Thursday, June 7, 2007

Blessing the Market

The farmer's market opened in the church parking lot last evening, cutting the ribbon on its eleventh season. An idea that sounded silly to me when it was first suggested, the market has grown and matured over the years to such an extent that the only thing silly about it has proved to be me. Because of devoted and diligent leadership, the market has become something of a model in the state, used to pilot various county and state programs eventually implemented in markets throughout Iowa. Our manager even spoke at a national conference last year. The market isn't large. While the Downtown market has hundreds of vendors and tens of thousands of visitors each week, twenty or so faithful vendors pull into our parking lot every Wednesday afternoon throughout the season to serve a rebirthing neighborhood.

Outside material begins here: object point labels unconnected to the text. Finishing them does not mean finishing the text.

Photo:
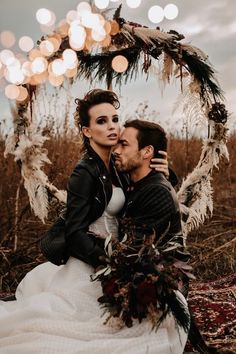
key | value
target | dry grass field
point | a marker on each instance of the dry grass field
(212, 246)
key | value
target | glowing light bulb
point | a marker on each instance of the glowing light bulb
(171, 11)
(39, 65)
(12, 91)
(83, 7)
(43, 16)
(27, 69)
(46, 48)
(119, 63)
(58, 67)
(133, 3)
(101, 4)
(71, 16)
(26, 43)
(156, 14)
(7, 39)
(5, 54)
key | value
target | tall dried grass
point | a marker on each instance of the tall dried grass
(212, 246)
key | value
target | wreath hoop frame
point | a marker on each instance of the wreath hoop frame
(201, 93)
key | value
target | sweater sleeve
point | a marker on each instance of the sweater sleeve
(80, 193)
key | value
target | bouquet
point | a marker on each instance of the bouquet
(140, 281)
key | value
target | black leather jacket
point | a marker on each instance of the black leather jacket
(88, 193)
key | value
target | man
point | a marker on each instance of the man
(151, 201)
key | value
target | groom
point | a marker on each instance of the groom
(151, 199)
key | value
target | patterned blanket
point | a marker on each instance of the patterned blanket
(214, 307)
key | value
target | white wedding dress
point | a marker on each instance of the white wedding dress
(57, 312)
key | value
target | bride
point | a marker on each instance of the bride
(56, 308)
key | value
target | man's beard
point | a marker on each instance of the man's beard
(129, 166)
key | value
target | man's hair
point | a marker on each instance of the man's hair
(149, 133)
(92, 98)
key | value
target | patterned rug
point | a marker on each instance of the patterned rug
(214, 307)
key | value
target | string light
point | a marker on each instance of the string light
(12, 91)
(119, 63)
(7, 39)
(101, 4)
(26, 43)
(5, 54)
(133, 3)
(171, 11)
(156, 14)
(43, 16)
(83, 7)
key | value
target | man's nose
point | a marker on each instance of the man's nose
(117, 150)
(111, 124)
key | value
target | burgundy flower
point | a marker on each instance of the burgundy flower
(110, 287)
(146, 293)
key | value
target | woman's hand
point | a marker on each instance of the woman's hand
(161, 164)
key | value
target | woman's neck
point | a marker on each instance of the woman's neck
(104, 152)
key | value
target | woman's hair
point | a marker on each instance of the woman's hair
(149, 133)
(92, 98)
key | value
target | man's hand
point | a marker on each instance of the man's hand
(161, 164)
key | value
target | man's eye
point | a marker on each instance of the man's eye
(101, 121)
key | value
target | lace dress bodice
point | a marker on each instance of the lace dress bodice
(107, 224)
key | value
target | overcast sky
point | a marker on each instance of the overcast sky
(207, 24)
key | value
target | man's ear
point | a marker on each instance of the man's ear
(148, 152)
(86, 132)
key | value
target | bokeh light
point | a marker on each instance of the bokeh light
(71, 16)
(43, 16)
(46, 48)
(133, 3)
(34, 53)
(58, 67)
(171, 11)
(101, 4)
(26, 43)
(83, 7)
(7, 39)
(5, 54)
(39, 65)
(119, 63)
(156, 14)
(27, 68)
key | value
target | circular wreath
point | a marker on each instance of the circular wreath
(201, 99)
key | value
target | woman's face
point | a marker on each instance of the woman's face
(104, 127)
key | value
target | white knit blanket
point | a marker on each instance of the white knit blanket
(57, 312)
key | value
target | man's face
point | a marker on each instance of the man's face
(127, 154)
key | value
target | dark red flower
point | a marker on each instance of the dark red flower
(110, 287)
(146, 293)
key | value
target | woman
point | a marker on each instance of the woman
(56, 309)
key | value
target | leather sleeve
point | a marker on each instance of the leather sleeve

So why would a church sponsor a farmer's market? That was the question I couldn't initially get my mind around. Part of the answer has to do with access to quality food, which in our neighborhood hasn't always been easy. But the larger part of the answer has to do with community -- creating the space in which people from a dizzying array of nationalities, a cacophonous mixture of languages, the full life-cycle of ages, and a wide spectrum of economic means can come together, shop, eat, sit and enjoy the music, or simply walk around and "window shop" on a lovely summer evening in safety. Again, that last part -- safety -- hasn't always been easy to find in our neighborhood through the years. Which is finally to say that what gets sold is secondary. What gets experienced is sacred.

And so we began yesterday with a blessing. It is, after all, a part of a church. Just before the opening whistle, vendors poised and customers pacing, I took up the DJ's microphone, called for attention, and began...

"The opening words of scriptures sacred to many speak of God’s creative authorship and ingenuity; of God’s Spirit sweeping through great nothingness and calling into being this great, wonderful “is-ness.” All that is – the soil and all that grows from it and rains down on it; the seas and all that swim in it; the bugs and birds and finally us. And God looked over it all and declared it very, very good.

And turning to us, God said, “here is beauty and nourishment, enterprise, community and joy; and you are responsible for it.”

I like to think of this market as one way that we are carrying out that assignment – honoring the fruitfulness of the earth and the creativity of our hands that must, I’m convinced, have something to do with what it means to be made in God’s image; and celebrating the community of one another by creating the space and the occasion for it to flourish.

As we cut the ribbon on this 11th season of the Drake Neighborhood Farmer’s Market, let us offer a word of blessing:

God of Sower and Seed, of artisans and cooks, of vendors and buyers, we give you thanks for the soil and all that grows from it. We thank you for those who cultivate it and tend it and beckon from it the staff of life. We give you thanks for those by whose hands it is harvested and boxed and brought to market; those by whose hands it is turned into meals and snacks and served; and those who, so nourished and fed, turn their energies to creation in varied forms – basket and bread, soap and health, honey and song and art in varied forms.

We give you thanks for this market, and those on both sides of the stalls. We give you thanks for the community experienced, the intersection of colors and countries and appetites and hopes. May we see in each other the gift of your face, and so finding, and so receiving, know and indulge in the real of harvest of life.

Bless, then, this market and all who gather here, all who direct traffic here, all who manage and set up and tear down, all who shop and all who sell, all who come for supper and all who simply sit and enjoy the sun, the music, the company and the wonder of your manifold goodness. Prosper this effort, and through it, all those whose life it touches. Amen.